NJIT President Teik Lim Earns 'Power 100' Status
Teik C. Lim, president of New Jersey Institute of Technology (NJIT), was named to the NJBIZ “Power 100” list of business and economic influencers throughout New Jersey.
The publication’s annual series is compiled by the NJBIZ editorial staff based on their reporting throughout the past year, with input from experts in a variety of fields and recommendations from their readership.
Lim’s inclusion underscores NJIT’s status as an economic engine in the region, with a $2.8 billion economic impact on the state. Recent partnerships, such as the one between the energy development firm Ørsted and the partnership with Israel’s Ben Gurion University, highlight the global draw of NJIT, strengthening New Jersey’s commercial and academic domains.
In addition, NJIT is at the forefront of growing the state’s next generation of entrepreneurs. VentureLink@NJIT is New Jersey’s largest startup incubator with more than 50 established businesses and a variety of programs that facilitate business development. Entrepreneurship proliferates throughout the university, with Entrepreneur Magazine and The Princeton Review ranking NJIT as a top school for entrepreneurship.
President Lim’s feature in the publication is below:
The first member of his family to earn a college degree, Lim took over as the ninth president of New Jersey Institute of Technology this past summer. Ahead of beginning his tenure, he told NJBIZ that NJIT is a natural destination for someone with his background.
“The most attractive feature is the diversity of the campus,” Lim, the first person of color to hold the post at the school, said. “I think we can make full use of the diversity here to really strengthen NJIT’s academic and research enterprises and then use that diversity to make NJIT a supercharged engine.”
And he isn’t wasting any time digging into that work. In the fall, NJIT said it welcomed its most diverse first-year class ever.

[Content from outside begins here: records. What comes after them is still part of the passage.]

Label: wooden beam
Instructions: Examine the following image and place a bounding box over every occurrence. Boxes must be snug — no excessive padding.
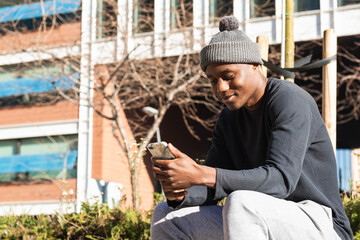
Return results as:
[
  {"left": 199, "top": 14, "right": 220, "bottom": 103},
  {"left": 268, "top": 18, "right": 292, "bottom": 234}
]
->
[
  {"left": 322, "top": 29, "right": 337, "bottom": 153},
  {"left": 256, "top": 35, "right": 269, "bottom": 77},
  {"left": 285, "top": 0, "right": 294, "bottom": 82}
]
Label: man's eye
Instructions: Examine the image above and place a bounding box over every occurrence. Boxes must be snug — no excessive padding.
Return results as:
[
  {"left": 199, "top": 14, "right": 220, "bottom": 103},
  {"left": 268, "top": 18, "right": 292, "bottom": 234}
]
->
[
  {"left": 210, "top": 79, "right": 217, "bottom": 85},
  {"left": 223, "top": 75, "right": 234, "bottom": 80}
]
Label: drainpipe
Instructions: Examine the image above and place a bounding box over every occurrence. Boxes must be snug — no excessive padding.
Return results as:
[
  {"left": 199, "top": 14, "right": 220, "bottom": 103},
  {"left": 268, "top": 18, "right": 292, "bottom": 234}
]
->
[{"left": 76, "top": 0, "right": 96, "bottom": 212}]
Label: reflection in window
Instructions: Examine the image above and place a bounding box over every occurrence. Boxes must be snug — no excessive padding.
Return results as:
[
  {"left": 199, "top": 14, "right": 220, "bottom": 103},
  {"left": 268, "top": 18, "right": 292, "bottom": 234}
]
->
[
  {"left": 133, "top": 0, "right": 154, "bottom": 33},
  {"left": 0, "top": 60, "right": 78, "bottom": 103},
  {"left": 250, "top": 0, "right": 275, "bottom": 18},
  {"left": 209, "top": 0, "right": 233, "bottom": 24},
  {"left": 0, "top": 0, "right": 81, "bottom": 34},
  {"left": 0, "top": 135, "right": 78, "bottom": 183},
  {"left": 338, "top": 0, "right": 360, "bottom": 6},
  {"left": 97, "top": 0, "right": 118, "bottom": 39},
  {"left": 295, "top": 0, "right": 319, "bottom": 12},
  {"left": 0, "top": 61, "right": 75, "bottom": 82},
  {"left": 170, "top": 0, "right": 193, "bottom": 29}
]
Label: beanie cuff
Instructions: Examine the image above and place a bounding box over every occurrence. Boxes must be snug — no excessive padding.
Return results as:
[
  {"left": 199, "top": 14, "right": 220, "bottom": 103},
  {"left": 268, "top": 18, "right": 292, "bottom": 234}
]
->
[{"left": 200, "top": 41, "right": 263, "bottom": 71}]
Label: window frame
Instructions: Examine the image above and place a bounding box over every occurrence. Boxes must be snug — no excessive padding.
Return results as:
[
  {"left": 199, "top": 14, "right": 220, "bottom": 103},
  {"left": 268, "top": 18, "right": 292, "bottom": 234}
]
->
[
  {"left": 0, "top": 134, "right": 78, "bottom": 182},
  {"left": 170, "top": 0, "right": 193, "bottom": 30},
  {"left": 294, "top": 0, "right": 320, "bottom": 12},
  {"left": 133, "top": 0, "right": 155, "bottom": 34},
  {"left": 338, "top": 0, "right": 360, "bottom": 6},
  {"left": 209, "top": 0, "right": 233, "bottom": 25},
  {"left": 250, "top": 0, "right": 275, "bottom": 19},
  {"left": 96, "top": 0, "right": 118, "bottom": 39}
]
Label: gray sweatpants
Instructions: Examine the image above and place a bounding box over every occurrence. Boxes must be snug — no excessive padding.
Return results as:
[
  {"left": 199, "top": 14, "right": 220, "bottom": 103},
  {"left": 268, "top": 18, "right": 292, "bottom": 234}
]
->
[{"left": 151, "top": 190, "right": 341, "bottom": 240}]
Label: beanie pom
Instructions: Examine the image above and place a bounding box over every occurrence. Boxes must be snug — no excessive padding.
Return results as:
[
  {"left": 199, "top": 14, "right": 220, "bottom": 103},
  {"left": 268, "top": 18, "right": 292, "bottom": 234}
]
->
[{"left": 219, "top": 16, "right": 239, "bottom": 32}]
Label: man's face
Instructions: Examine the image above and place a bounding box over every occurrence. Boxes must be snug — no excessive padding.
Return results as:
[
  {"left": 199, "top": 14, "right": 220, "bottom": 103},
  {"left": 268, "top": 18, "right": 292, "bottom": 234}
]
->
[{"left": 205, "top": 63, "right": 264, "bottom": 111}]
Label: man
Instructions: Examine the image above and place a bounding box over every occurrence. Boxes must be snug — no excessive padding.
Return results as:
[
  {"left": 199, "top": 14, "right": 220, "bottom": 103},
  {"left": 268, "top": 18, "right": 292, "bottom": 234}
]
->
[{"left": 151, "top": 16, "right": 353, "bottom": 240}]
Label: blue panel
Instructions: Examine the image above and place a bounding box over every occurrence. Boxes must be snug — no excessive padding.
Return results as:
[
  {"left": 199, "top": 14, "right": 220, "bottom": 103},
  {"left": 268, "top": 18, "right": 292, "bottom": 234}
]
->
[
  {"left": 0, "top": 150, "right": 77, "bottom": 174},
  {"left": 336, "top": 149, "right": 352, "bottom": 192},
  {"left": 0, "top": 73, "right": 79, "bottom": 98},
  {"left": 0, "top": 0, "right": 81, "bottom": 23}
]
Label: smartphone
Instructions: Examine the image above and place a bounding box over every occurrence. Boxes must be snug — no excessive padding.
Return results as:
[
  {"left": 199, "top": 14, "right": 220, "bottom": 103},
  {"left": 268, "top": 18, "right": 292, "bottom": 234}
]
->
[{"left": 147, "top": 141, "right": 175, "bottom": 159}]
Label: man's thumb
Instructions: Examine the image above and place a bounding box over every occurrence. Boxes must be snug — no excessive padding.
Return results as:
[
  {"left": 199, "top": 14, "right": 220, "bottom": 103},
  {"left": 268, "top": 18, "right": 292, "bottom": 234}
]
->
[{"left": 168, "top": 143, "right": 182, "bottom": 158}]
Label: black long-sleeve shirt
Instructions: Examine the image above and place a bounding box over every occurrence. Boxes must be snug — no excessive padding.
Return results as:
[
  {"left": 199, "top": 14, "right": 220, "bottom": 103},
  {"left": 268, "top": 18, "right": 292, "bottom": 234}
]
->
[{"left": 170, "top": 78, "right": 352, "bottom": 240}]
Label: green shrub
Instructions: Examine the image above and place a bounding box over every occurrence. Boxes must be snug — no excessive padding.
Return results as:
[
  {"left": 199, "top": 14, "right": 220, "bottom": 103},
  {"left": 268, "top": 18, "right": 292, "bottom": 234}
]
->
[
  {"left": 2, "top": 194, "right": 358, "bottom": 239},
  {"left": 0, "top": 202, "right": 151, "bottom": 240},
  {"left": 343, "top": 195, "right": 360, "bottom": 240}
]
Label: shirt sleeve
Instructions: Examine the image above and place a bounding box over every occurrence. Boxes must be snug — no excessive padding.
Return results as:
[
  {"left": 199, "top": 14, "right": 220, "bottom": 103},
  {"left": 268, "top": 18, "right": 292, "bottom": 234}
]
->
[{"left": 214, "top": 89, "right": 313, "bottom": 200}]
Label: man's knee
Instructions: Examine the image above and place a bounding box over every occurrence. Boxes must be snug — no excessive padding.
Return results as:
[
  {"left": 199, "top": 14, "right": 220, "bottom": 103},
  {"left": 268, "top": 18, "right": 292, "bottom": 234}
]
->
[
  {"left": 223, "top": 190, "right": 266, "bottom": 217},
  {"left": 151, "top": 202, "right": 172, "bottom": 239},
  {"left": 152, "top": 201, "right": 171, "bottom": 223},
  {"left": 225, "top": 190, "right": 261, "bottom": 207},
  {"left": 222, "top": 191, "right": 271, "bottom": 239}
]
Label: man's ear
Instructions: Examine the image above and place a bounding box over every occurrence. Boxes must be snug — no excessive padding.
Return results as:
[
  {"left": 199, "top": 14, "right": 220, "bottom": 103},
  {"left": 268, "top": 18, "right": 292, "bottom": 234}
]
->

That group was 31% women, another record-high, and half of the school’s newly hired professors for that semester were also women.
In another high mark for admissions, in October, S&P Global Ratings upped NJIT’s credit rating to stable, reflecting “a firmer enrollment trend and expectations of improved financial operating performance.” A proponent of the benefits of private-public partnerships, NJIT’s collaboration with Ørsted was expanded this fall with a new scholarship and career development opportunities, allowing the school to get a foothold in one of the state’s burgeoning new industries.
And NJIT is also making moves to preserve established sectors: the school will receive $1.3 million in federal funding to support initiatives to bolster engineering education in addition to manufacturing and mechatronics apprenticeship training.